[EL] Money as speech

Paul Sherman psherman at ij.org
Tue Sep 23 09:24:05 PDT 2014


Howard,

These aren't simple-minded questions; you've pointed out widely used analogies in campaign-finance debates, and they merit a serious response.  So here goes:

There are two questions here:  Why is money speech?  And why isn't money merely volume?

As to the first question, the argument for why the First Amendment is implicated when government restricts spending on political speech has been covered in lots of places, so for more on that, I'll just direct you to this blog post by Eugene Volokh, which I would have just ended up paraphrasing anyways: http://www.volokh.com/2010/01/24/money-and-speech-2/.

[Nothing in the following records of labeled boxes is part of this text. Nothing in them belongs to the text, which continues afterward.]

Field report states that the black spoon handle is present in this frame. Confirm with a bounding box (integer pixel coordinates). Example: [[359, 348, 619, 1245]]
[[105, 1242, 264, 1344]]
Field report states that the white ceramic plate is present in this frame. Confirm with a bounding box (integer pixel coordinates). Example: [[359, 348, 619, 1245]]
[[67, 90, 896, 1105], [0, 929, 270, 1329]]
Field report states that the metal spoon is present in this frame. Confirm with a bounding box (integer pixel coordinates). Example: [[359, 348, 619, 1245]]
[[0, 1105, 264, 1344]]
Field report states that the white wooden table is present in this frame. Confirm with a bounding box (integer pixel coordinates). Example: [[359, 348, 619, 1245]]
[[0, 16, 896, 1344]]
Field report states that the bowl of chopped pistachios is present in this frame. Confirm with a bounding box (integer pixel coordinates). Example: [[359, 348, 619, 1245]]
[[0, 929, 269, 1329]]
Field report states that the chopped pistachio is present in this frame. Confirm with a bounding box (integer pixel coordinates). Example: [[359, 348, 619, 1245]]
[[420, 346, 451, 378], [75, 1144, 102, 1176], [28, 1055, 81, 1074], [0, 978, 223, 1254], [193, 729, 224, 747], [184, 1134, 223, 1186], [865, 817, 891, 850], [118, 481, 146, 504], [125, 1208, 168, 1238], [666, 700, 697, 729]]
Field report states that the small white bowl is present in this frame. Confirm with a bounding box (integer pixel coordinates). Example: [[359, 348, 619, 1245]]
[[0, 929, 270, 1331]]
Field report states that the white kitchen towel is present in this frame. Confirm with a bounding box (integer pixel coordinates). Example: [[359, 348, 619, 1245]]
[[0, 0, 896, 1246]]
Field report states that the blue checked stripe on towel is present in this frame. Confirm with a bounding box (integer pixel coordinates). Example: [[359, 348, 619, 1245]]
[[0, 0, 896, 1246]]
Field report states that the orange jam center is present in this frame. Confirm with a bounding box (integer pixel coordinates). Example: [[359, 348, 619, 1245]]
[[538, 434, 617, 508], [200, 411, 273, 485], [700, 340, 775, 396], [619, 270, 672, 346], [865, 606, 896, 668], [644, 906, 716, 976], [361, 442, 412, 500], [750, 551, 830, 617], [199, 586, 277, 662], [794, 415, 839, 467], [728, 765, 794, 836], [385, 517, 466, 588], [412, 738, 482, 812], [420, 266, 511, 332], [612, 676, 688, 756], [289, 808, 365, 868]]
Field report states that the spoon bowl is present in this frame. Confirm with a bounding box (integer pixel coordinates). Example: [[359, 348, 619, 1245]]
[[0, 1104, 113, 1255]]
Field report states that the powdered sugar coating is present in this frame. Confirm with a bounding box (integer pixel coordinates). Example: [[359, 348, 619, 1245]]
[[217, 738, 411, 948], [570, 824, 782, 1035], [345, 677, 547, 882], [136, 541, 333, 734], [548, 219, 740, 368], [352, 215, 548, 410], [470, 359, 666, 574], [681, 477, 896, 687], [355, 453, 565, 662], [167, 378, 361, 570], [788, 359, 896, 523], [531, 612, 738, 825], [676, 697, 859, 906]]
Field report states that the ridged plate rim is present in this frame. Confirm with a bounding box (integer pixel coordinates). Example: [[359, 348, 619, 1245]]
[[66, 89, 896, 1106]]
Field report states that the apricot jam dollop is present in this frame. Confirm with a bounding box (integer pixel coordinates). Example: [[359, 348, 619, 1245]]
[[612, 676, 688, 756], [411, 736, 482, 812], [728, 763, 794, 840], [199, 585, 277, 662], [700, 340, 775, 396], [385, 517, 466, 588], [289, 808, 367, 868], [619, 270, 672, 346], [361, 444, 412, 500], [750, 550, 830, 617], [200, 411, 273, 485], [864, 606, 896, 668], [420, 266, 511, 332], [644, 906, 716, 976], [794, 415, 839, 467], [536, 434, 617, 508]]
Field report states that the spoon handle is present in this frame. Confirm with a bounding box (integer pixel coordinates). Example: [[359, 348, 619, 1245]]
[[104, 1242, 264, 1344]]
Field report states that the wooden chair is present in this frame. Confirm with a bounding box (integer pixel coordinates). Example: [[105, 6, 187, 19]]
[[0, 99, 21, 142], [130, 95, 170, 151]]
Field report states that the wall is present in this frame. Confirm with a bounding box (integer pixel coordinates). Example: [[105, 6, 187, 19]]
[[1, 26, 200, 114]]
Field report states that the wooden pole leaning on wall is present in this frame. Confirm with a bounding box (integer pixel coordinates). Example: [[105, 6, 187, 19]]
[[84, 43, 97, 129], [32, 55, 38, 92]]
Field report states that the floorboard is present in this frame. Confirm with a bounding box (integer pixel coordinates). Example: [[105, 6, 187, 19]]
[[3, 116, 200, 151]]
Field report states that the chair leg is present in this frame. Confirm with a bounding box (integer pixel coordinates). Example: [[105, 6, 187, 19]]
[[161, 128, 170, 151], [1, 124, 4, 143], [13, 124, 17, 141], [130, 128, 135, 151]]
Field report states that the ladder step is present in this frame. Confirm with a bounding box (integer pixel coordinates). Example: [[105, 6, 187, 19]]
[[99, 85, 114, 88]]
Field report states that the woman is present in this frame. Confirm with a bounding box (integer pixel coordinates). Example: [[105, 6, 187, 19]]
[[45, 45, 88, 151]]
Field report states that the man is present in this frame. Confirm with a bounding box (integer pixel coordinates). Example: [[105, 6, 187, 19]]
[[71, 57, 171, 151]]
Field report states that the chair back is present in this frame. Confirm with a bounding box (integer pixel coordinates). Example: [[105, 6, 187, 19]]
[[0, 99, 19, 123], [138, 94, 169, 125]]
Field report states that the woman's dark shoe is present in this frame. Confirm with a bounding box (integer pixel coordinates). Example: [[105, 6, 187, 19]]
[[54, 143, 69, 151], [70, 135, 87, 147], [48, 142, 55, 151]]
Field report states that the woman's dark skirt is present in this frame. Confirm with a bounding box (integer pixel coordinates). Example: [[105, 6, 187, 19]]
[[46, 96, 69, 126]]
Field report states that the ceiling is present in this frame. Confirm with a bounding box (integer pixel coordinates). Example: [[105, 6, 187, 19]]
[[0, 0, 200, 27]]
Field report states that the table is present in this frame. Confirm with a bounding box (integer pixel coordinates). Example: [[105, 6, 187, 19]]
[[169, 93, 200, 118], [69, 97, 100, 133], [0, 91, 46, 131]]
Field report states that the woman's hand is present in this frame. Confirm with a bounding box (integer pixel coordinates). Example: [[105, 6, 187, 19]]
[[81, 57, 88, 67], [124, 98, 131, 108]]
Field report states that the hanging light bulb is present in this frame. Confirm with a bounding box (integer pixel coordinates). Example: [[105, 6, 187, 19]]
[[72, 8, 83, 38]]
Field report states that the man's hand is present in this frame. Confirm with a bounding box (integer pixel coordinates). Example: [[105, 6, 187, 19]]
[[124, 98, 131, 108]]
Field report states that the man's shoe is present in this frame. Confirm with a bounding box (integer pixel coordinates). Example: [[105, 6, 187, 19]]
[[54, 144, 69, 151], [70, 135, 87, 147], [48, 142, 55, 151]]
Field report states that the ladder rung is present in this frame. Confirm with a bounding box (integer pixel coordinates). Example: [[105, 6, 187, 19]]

As to the second question, the analogy of money to a sound system fails because it conflates two different meanings of the word "volume."  Volume can mean the quantity or power of sound, or it can mean a quantity or amount of something else.  These different meanings matter.  If you're on a public street and someone is using a bull horn at high volume, it may make it physically impossible to hear other messages.  But if you're on a public street and someone is engaged in a "high volume" of handbilling, there's no problem, because handbilling-even a lot of it-doesn't prevent you from discerning other messages.  Similarly, a high volume of television ads doesn't actually prevent you from hearing other television ads, because television ads run sequentially, not simultaneously.  (There are lots of other relevant distinctions between publicly owned physical spaces and privately owned communications media that make the broader "drowning out" analogy either unpersuasive or constitutionally problematic, but these few are sufficient to convey my point.)

To be sure, volume in the sense of amount makes a big difference in political debates.  A message heard or read multiple times is likely to be more persuasive than a message heard or read only once.  But as a general matter we don't allow (or trust) the government to regulate speech for the purpose of ensuring that speakers are not unduly persuasive.  Instead, we let speakers decide for themselves how much of their own money they want to spend on peaceful political expression, and we trust the public to decide for itself whether that expression is persuasive.

Best,
Paul



---------------------------
Paul M. Sherman
Senior Attorney
Institute for Justice
901 N. Glebe Rd., Suite 900
Arlington, VA 22203
Phone: (703) 682-9320
Fax: (703) 682-9321
psherman at ij.org

From: law-election-bounces at department-lists.uci.edu [mailto:law-election-bounces at department-lists.uci.edu] On Behalf Of demesqnyc at aol.com
Sent: Tuesday, September 23, 2014 9:57 AM
To: law-election at department-lists.uci.edu
Subject: [EL] Money as speech

I have what is probably a simple and simple minded question for the assembled delegation: Why is money speech?  It seems to me money is not speech, it is volume.  We would not allow the person with the largest sound system to drown out all others, we would regulate the volume at which they communicate.

Why is money different.  It does not convey any message in and of itself, it simply amplifies the speech you choose to make.  It is not only acceptable, but expected, that we will not allow unlimited noise, on our streets or in our debates, why is money more sacrosanct than the maximum ability of my vocal cords and diaphragm?